Black background with words Hellroys with fire coming out of the word Hell and under that the words Dumb Country noise and remastered in parentheses

December turned out to be a rough month for me in terms of getting out to see some shows. I guess I just picked up the holiday laziness. So on Christmas Eve I found myself looking through the archives of albums that local acts have asked me to review to see if I had missed anything interesting. The pickings were slim -- a couple of mediocre punk albums, a jam band live recording (god help us), and a well-financed folk-country disc which had a nasty habit of referencing whippoorwills. There was also a pretty decent metal demo, but I worry that reviewing demos would make me seem desperate.

So I was all set to write up a lame “songs to retire in 2018” column when I came across Dumb Country Noise, a three or so year old recording by the absurdist rockabilly/country act the Hellroys. Oh hell, I thought, I remember this. I also remembered that I had told these guys I was going to review this three years ago and totally spaced on it. So with my apologies, here is the review three years too late. I sincerely hope you are still together (your website seems current) and that you haven’t released eight other albums in the meantime.

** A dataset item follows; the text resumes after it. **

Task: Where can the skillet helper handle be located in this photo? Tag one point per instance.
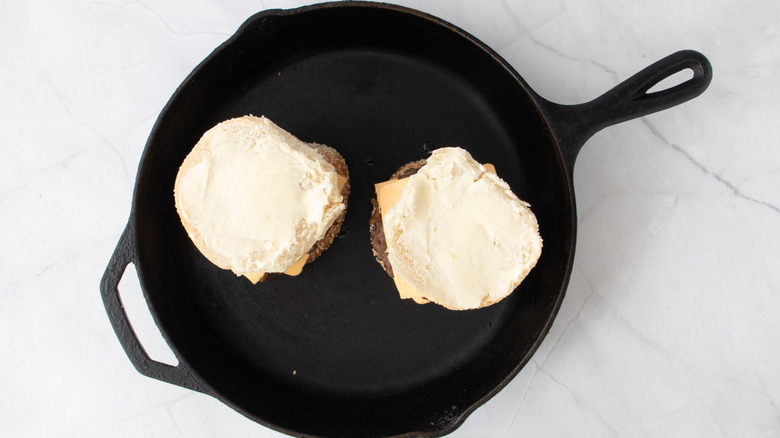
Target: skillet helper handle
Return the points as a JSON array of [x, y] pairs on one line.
[[124, 254], [630, 99]]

In order to adequately describe the Hellroys, I had to make up my own genre: “absurdist rockabilly/country” (“Ab-Roc” for short). Ab-Roc is achieved when a rockabilly/country band adopts for their persona an outrageously exaggerated stereotype of trailer park living. It’s a style which has been indulged in by the Drive By Truckers (“Bulldozers and Dirt”) and Todd Snyder (“Double Wide Blues”), and has constituted the entire career of Southern Culture on the Skids and Cleetus T. Judd. Modern Nashville country has also popped out a few ambiguous gems, which the listener can choose take seriously or not (see, e.g. Toby Keith’s “Trailerhood”).

Musically speaking, the Hellroys are half rockabilly rage and half insincere ballad, along with some tasty guitar leads. Lyrically…well, let’s just be upfront about it – they can be offensive beyond belief. The first song on the album is “Conjoined Siamese Twin,” a tune about dumping one conjoined Siamese twin in order to begin a relationship with the other one (“[t]his here doesn’t count as a threesome, this here thing is just a her and me-some”). And let’s say it gets a little, ummm, graphic. The first time I heard it I laughed so hard I spit out the beer I was drinking. I then immediately felt like a terrible human being for laughing.

Track 2, “Wedding at Walmart” is self-explanatory: “[b]aby I know a guy, he works in pet supplies, he’s a reverend of some sort; he gonna marry us in style in the kitty litter aisle, it won’t stand up in court”). These guys are fucking poets.

The third track, the magnificent “Outlaws Don’t Read,” is a middle finger to all the communists who insisted we gain literacy: “[i]f you’re reading books you might as well just wear a dress.” The narrator notes that Herman Melville is a sucker, and declares that he would get divorced before he would read his wife’s tattoo. He doesn’t care, he’s an outlaw baby. It brings to mind the old Mark Twain attribution that a person who won’t read has no advantage over one who can’t read. Mark Twain would probably have enjoyed the Hellroys.

Track 4, “Cut off My Hand.” Oh where to start. Our friend cuts off his hand so he can sit at home and draw workers’ compensation, only to discover that his job requires the use of one hand. There is probably a lesson to be had here, if you’re into that sort of thing.

Next we come to “She Tweeted Herself,” an exploration of the existential funk of the jilted lover. In this case, however, the jilter has added insult to injury by posting intimate pictures of herself on the internet to celebrate her new freedom. Sometimes man, you just got to let her go.

Track 6, “Put the Hammer Down,” celebrates hardware store vigilantism. Our crusader springs into action when the liquor store cashier “gave me the wrong change man, she done it twice before.” Sadly his hammer heroics are cut short by Sheriff Brown, who shoots him. Again, there may be a lesson here somewhere.

The Hellroys are the musical equivalent of watching “It’s Always Sunny in Philadelphia” – you laugh, you feel deep shame, and then you laugh again. The album contains just seven songs, but it somehow feels right. There isn’t any filler; it’s just full speed ahead dirty joke from start to finish. The last track is probably the weakest of the bunch, but it offers this coda: “[y]ou sold the car to get gas money; you don’t even understand why that’s funny.”

If you don’t understand why the Hellroys are funny, you probably never will.